La tesi che il mercato produca povertà e sfruttamento ha un connotato tipicamente anti-liberale. E’ una tesi comune e diffusa, che i liberali fortunatamente si ostinano (con molte ragioni pratiche e senza grandi imbarazzi ideologici) a considerare sbagliata. Non ha probabilmente nessuna utilità domandarsi se le parole sul capitalismo di Ratzinger siano più di destra o di sinistra. Ne verrebbe fuori, forse, la conclusione che il Papa attacca il capitalismo insieme da destra e da sinistra, come sempre accade quando si oppone il personalismo cristiano all’individualismo liberale. Ciò detto, mi pare abbastanza difficile suffragare la tesi che dalle parole pronunciate il 23 settembre da Benedetto XVI non emerga nulla più che un richiamo alla responsabilità morale nell’uso delle ricchezze private. Emerge chiara anche la richiesta di subordinare la logica del profitto a quella distributiva, l’iniziativa dell’individuo al “bene” della società; una richiesta, a dire il vero, né così originale né così liberale: nella sintesi catto-comunista, l’art. 41 della Costituzione Italiana (uno dei più classicamente anti-liberali) si fonda sull’identico assunto: “L’iniziativa economica privata è libera. Non può svolgersi in contrasto con l’utilità sociale o in modo da recare danno alla sicurezza, alla libertà, alla dignità umana. La legge determina i programmi e i controlli opportuni perché l’attività economica pubblica e privata possa essere indirizzata e coordinata a fini sociali”.

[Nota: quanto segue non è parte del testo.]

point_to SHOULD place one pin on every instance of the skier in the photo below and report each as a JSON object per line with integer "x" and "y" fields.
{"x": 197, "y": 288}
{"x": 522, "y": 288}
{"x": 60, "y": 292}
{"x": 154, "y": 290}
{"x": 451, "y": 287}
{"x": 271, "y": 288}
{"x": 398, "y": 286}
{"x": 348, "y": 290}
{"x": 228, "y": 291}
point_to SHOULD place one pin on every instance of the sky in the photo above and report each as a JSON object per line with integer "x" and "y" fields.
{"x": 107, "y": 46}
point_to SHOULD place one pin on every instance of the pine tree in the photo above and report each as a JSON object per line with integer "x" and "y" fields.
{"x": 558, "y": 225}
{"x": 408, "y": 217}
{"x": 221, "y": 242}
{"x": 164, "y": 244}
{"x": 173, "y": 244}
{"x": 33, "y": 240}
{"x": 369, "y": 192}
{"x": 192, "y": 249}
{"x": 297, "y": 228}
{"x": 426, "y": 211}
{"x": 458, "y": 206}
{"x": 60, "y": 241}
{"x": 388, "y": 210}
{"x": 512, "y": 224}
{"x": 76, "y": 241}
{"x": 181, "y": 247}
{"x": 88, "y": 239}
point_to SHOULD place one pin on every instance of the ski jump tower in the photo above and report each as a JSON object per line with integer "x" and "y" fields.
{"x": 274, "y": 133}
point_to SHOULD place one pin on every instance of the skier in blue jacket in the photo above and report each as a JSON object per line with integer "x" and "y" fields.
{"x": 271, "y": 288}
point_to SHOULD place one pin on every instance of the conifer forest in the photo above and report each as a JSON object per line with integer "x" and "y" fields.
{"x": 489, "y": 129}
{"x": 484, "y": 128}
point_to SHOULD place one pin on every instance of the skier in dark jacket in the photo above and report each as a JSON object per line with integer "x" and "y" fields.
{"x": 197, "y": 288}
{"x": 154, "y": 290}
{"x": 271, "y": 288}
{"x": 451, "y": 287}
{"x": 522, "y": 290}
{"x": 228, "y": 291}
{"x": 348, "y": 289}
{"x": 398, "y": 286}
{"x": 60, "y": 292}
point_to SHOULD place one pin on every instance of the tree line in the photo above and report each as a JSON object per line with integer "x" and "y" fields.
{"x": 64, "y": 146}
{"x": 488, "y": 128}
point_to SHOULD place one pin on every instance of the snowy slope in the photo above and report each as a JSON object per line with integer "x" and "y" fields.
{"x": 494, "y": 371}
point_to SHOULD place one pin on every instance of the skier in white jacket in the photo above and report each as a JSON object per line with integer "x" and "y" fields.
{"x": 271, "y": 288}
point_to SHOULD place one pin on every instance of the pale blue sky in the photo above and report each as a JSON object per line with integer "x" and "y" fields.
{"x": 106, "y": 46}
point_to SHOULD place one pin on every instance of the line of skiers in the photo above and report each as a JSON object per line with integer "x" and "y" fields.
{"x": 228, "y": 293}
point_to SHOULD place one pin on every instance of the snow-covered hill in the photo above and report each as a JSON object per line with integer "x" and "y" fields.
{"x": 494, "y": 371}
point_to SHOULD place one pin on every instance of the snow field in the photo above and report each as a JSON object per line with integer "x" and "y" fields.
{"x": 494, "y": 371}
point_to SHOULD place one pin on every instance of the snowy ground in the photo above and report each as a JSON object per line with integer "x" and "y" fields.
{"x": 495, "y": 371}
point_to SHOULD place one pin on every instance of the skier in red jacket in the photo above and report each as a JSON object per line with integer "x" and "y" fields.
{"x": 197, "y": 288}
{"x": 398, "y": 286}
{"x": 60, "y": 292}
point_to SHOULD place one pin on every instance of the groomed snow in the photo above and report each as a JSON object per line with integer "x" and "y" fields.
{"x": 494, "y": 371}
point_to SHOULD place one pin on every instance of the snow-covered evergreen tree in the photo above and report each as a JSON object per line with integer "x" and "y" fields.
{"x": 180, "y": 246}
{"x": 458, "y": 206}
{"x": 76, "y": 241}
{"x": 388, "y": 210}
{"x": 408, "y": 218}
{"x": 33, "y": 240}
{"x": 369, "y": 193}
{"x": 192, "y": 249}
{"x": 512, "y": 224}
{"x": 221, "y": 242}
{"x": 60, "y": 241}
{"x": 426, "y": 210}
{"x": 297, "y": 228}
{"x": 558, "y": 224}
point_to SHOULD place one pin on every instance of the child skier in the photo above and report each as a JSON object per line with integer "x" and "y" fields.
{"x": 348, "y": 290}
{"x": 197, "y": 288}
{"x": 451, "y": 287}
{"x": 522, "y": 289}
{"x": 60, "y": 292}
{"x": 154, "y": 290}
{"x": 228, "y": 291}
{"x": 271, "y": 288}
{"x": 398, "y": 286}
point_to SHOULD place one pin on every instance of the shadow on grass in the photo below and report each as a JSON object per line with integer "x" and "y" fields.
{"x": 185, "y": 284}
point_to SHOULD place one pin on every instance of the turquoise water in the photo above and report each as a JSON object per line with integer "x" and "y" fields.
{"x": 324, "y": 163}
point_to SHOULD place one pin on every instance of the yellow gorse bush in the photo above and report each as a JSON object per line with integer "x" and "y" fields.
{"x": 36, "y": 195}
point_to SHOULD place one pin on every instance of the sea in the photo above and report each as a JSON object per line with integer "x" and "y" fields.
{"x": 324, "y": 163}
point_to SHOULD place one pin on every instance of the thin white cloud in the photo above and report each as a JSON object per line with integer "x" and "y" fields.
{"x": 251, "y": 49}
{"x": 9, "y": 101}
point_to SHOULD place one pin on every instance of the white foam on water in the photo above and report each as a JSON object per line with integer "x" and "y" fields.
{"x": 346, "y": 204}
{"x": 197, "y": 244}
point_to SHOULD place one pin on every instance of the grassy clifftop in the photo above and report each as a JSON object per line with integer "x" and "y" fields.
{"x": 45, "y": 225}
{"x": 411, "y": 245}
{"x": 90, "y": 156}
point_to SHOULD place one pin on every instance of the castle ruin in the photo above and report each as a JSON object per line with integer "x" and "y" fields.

Inoltre, occorre ammettere che la polemica anti-capitalistica di Ratzinger si inscrive in un discorso più generale, dove ad essere rigettati sono proprio i fondamenti individualistici, relativistici ed evoluzionistici di quella peculiare “antropologia”, che emerge dall’onda del liberalismo. Ratzinger dice da tempo che il liberalismo non è, né più né meno, che la versione economica del permissivismo e che l’individualismo morale ed economico è in contrasto con l’antropologia cristiana. Non vedo perché ­– si condividano o meno le parole del Papa – non si debba prenderne atto. E’ questa consapevolezza, peraltro, a rendere ancora più evidenti e preziosi i meriti di quella parte del mondo cattolico, che non si è solo culturalmente “riconciliata” con il liberalismo e con il capitalismo, ma costituisce, nel nostro paese, una delle voci più autenticamente liberali e innovative del dibattito sociale ed economico. Le riflessioni ratzingeriane, però, “puntano” altrove, dettando (purtroppo) una svolta conservatrice e sostanzialmente anti-liberale al centro-destra italiano; hanno echi evidenti nella polemica anti-mercatista di Tremonti, nel vagheggiato post-liberalismo “dignitario” e anti-libertario di Possenti e nelle varie forme di “identitarismo” politico-religioso, in cui viene declinata la questione nazionale ed europea. Insomma, sono una cosa molto seria: ma non sono proprio, né vogliono essere, una “cosa liberale”.